Konfrontiert mit seinem Kommentar unter Sarah Coopers Video schreibt Botschafter Pitteloud: «Sie haben zweifellos Recht damit, dass mein Kommentar falsch interpretiert werden könnte. Aber ich war beeindruckt von der Fähigkeit dieser Schauspielerin, die Mimik des Präsidenten nachzuahmen. Ihren Hintergrund kannte ich nicht. Imitatoren habe ich aber schon immer bewundert.»
Botschafter Pitteloud betont, die Schweizer Botschaft in den USA und er selbst hätten auf den sozialen Medien «keinen Kommentar zur Innenpolitik» abgegeben. «Und das machen wir auch nicht.»
Das Aussendepartement (EDA) in Bern betont in einer schriftlichen Stellungnahme zum Twitter-Kommentar von Pitteloud, die Botschafter benutzten diverse Kommunikationskanäle, darunter die sozialen Medien: «Die Einschätzung und der Gebrauch dieser Kanäle liegt in der Verantwortung der Botschafter und ihrer Vertretungen.»
Das EDA verfolge die Ereignisse in den USA aufmerksam, sagt Sprecher Pierre-Alain Eltschinger.
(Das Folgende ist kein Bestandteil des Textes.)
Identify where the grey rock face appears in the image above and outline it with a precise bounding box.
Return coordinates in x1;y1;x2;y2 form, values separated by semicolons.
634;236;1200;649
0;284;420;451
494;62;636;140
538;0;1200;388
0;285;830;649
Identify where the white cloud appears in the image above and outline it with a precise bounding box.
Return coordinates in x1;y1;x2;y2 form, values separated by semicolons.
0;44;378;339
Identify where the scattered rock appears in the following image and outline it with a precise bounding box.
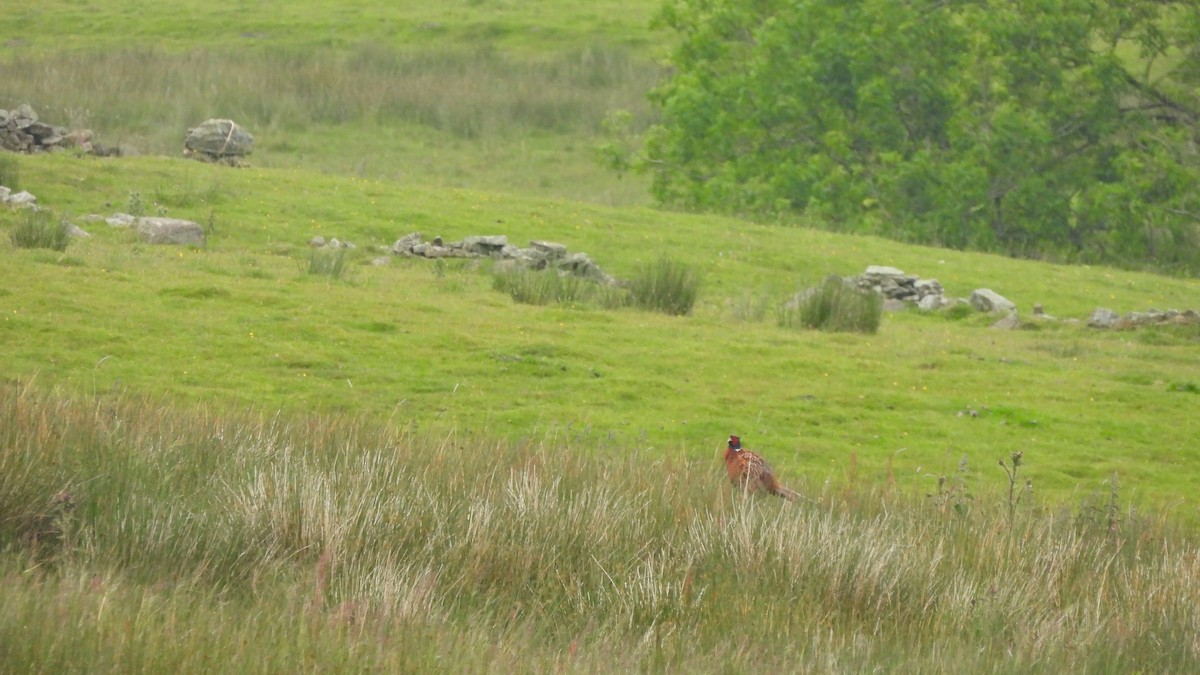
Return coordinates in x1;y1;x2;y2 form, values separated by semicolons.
847;265;946;309
971;288;1016;312
0;187;37;211
0;103;120;156
991;312;1021;330
1087;307;1121;328
134;217;204;246
104;213;138;227
184;119;254;166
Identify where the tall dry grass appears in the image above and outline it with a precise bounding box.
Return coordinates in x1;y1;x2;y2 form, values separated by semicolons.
0;383;1200;673
0;43;658;154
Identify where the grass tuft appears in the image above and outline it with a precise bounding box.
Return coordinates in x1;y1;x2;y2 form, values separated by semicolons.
629;257;700;316
0;150;20;187
779;275;883;334
0;383;1200;673
8;209;71;251
305;249;347;280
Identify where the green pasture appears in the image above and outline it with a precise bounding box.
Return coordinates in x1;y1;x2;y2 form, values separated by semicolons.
0;0;1200;673
0;156;1200;518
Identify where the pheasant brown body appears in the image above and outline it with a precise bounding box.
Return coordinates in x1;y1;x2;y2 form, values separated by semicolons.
725;436;799;501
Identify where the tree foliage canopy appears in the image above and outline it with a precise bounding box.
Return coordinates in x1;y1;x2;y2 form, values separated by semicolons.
642;0;1200;271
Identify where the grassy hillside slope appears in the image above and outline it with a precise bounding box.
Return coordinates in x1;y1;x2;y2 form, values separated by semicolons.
0;0;1200;673
7;156;1200;514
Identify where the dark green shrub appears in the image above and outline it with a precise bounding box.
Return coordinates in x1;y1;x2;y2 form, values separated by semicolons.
492;269;596;305
779;275;883;333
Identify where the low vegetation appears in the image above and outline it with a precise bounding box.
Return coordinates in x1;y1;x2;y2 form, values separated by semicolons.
779;275;883;333
8;209;71;251
0;383;1200;673
7;0;1200;673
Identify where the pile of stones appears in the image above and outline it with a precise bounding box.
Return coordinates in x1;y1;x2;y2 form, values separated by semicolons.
0;103;121;157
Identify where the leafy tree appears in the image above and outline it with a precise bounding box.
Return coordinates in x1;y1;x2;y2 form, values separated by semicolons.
640;0;1200;271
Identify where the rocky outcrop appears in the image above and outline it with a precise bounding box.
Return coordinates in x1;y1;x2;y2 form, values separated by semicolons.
970;288;1016;313
848;265;950;310
133;216;204;246
1087;307;1200;330
0;103;121;156
390;232;618;283
184;119;254;166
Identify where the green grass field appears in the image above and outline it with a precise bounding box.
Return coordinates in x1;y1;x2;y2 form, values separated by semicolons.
0;0;1200;673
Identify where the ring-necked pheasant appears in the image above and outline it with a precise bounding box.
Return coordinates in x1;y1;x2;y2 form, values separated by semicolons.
725;436;799;501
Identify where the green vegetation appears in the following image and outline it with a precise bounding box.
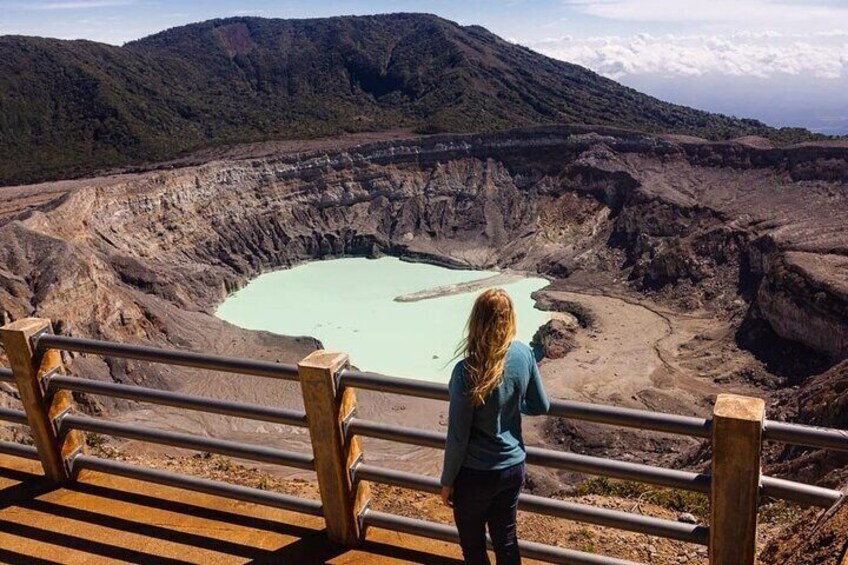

Es habe die Situation kürzlich auch mit Edward McMullen besprochen, dem amtierenden US-Botschafter in der Schweiz.
Die Schweiz hat zudem im ständigen Rat der Organisation für Sicherheit und Zusammenarbeit in Europa (OSZE) eine Stellungnahme abgegeben zu den Ereignissen in den USA. «Die Schweiz hat ihre Verbundenheit ausgedrückt für den Respekt der Menschenrechte ohne Diskriminierung», sagt EDA-Sprecher Eltschinger. «Und für das Recht auf freie Meinungsäusserung und das Recht auf friedliche Demonstrationen.»